Davanti a questo scenario persino gli uomini di Letta si dividono. Mentre un membro della segreteria ammette che «è necessario attrezzarsi al salto», un altro invece definisce l’esecutivo «un governo di destra», avvisa Draghi che «potrebbe finire come Monti» e che «il Pd non accetterà mai di fare la parte di Scelta civica». Nell’esecutivo sono consapevoli, e lo dicono, che «certe visioni contrapposte stanno esplodendo». Sia chiaro, questa situazione non mette a repentaglio la stabilità. Il premier si sta mostrando abile nel tenere i rapporti con i ministri: alle riunioni della cabina di regia, per esempio, discute con Patuanelli. Tranne poi appoggiarsi a Di Maio nei passaggi che contano.

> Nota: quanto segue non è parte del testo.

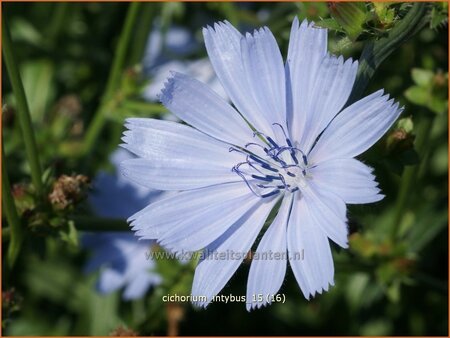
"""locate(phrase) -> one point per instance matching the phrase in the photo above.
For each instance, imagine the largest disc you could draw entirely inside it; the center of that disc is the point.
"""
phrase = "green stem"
(23, 111)
(99, 119)
(141, 36)
(144, 108)
(409, 177)
(58, 21)
(90, 223)
(15, 226)
(375, 52)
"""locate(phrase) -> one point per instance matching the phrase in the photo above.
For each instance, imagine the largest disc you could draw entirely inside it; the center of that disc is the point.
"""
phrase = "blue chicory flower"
(123, 260)
(289, 140)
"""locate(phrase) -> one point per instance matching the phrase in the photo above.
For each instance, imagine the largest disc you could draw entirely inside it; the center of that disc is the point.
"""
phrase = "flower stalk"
(375, 52)
(23, 111)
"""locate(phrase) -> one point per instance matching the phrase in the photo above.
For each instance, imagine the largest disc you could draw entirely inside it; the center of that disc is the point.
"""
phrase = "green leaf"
(422, 77)
(418, 95)
(351, 16)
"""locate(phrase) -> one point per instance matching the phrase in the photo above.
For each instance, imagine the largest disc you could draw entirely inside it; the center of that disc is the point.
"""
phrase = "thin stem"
(58, 20)
(375, 52)
(23, 111)
(15, 226)
(91, 223)
(99, 119)
(409, 176)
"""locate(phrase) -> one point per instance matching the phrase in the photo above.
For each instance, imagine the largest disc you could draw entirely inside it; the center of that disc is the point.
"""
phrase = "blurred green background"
(392, 281)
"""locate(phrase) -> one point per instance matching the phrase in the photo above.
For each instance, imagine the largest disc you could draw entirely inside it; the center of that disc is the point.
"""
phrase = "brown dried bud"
(69, 105)
(68, 190)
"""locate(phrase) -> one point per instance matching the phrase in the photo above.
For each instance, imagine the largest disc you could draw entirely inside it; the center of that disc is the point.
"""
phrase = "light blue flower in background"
(121, 258)
(299, 153)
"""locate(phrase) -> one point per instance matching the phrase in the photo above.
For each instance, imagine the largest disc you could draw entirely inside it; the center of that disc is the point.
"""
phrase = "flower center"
(272, 168)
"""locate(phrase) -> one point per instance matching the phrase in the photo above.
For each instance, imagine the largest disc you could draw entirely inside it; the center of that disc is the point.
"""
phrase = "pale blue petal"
(114, 196)
(307, 48)
(223, 43)
(266, 275)
(356, 128)
(350, 179)
(196, 104)
(309, 251)
(264, 69)
(195, 233)
(175, 156)
(121, 259)
(330, 92)
(328, 211)
(212, 273)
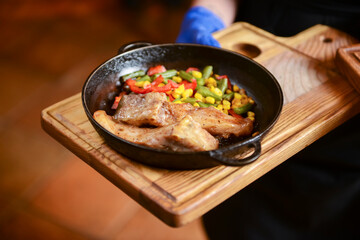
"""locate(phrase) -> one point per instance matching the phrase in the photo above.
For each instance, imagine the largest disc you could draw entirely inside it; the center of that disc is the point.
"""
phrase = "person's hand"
(198, 25)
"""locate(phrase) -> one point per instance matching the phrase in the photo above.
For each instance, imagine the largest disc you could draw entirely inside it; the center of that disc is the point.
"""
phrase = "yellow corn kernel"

E guarda caso l’altro ieri il ministro degli Esteri è intervenuto sul decreto Semplificazioni mentre montava la polemica, spezzando una lancia a favore di Draghi: «Per far ripartire il Paese serve cambiare le procedure».
Le tensioni sulle riforme insomma non intaccano il governo, mettono alla prova la tenuta delle forze politiche e i loro rapporti di alleanza. Sulla giustizia, il dem Raciti chiede al partito di assumere una posizione garantista, che però confligge con la posizione dei grillini: «Ma se c’è un problema che si trascina dal ‘92, se c’è un gabinetto di larghe intese, se c’è un ex presidente della Consulta come Guardasigilli, se c’è una devastante crisi di sistema nella magistratura, noi — davanti a una riforma che serve alla Repubblica — dovremmo metterci a fare i girotondi?».
Così salta il tappo, tra e dentro i partiti, con un pezzo di Pd che arriva ad attaccare frontalmente Orlando, «che ora ha problemi con Draghi e persino con la sua constituency nel mondo di sinistra». Più o meno lo stesso clima che poco tempo fa si respirava nella Lega, dove Salvini aveva tolto il dossier delle nomine a Giorgetti. Ora la situazione nel Carroccio è migliorata, «il nostro unico problema — diceva il capogruppo Molinari — resta quello dell’immigrazione». Ma ieri, dopo l’iniziativa sul tema presa a Bruxelles da Draghi, Salvini ha ringraziato il premier. La ruota gira. Le larghe intese sembrano una lavatrice con il programma impostato sulla centrifuga.